8. The government moved to the Supreme Court challenging the Judgment of the
High Court of Uttam Pradesh. In the meanwhile, Nalin Mishra, a journalist
associated with News Network 24, conducted a sting operation on UIDAI in
which he claimed that it was possible to obtain two separate Janaadhaar
enrollment numbers or even the Janaadhaar cards with the same set of biometrics,
questioning the authenticity of security system of UIDAI.
9. The report claimed that the system can be breached easily and ended with the
statement that it was not safe to link anything with Janaadhaar. UIDAI has served
a defamation notice on the aforesaid news agency stating the sting operation to be
fake and also claimed that it was a trail by media when the matter was already in
the court. The agency on the other hand is arguing that it only wanted the public to
be aware and was doing their duty. The highest standard of protection of data and
secrecy has not been put in place to ensure that there is no leakage. It is a matter
of great concern which many citizens and civil society groups have expressed.
10. While all this was going on, two students of Indiana University, Aman Srivastava
and Tanya Kumari hacked the UIDAI server and pulled out data from it for their
own app. They gained access to the data through the Digital India e-hospital
initiative of the Ministry of Electronics and Information Technology. FIR was
lodged against them and during investigation it was found that they hacked into
the server of e-hospital system and used to send verification requests to the UIDAI
database for their own app. The UIDAI system gave permission to access because
the authentication requests were coming from the e-hospital system.
11. A case of cybercrime under the Information Technology Act was filed against
them for leaking the private data of more than 50,000 individuals.
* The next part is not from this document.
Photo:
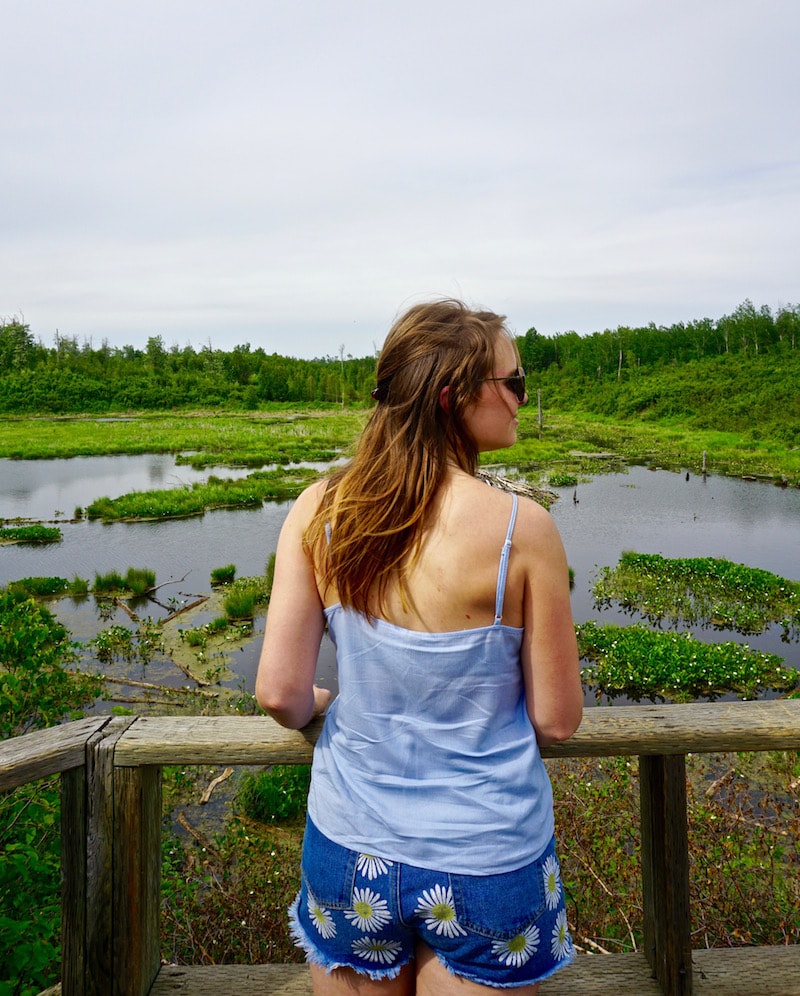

The students
argued that the data was not protected and was easily accessible and they did it
just to prove that the UIDAI servers are not fully equipped with security system to
protect its data. There was outrage for such easy leak of data in the public against
the government and its policy of Janaadhaar as, after the introduction of their
scheme, the Janaadhaar related fraud cases have increased manifold.
12. The Supreme Court sensing the urgency of the matter suo moto took cognizance
of all the cases and clubbed them together and posted for a hearing on 23rd
March, 2018.

NOTE: All the Laws of Union of Indiana are same as that of India. The
participants can raise any other issue relevant and mandatory to this issue of
Janaadhaar cards of Indiana in the light of Aadhar cards in India.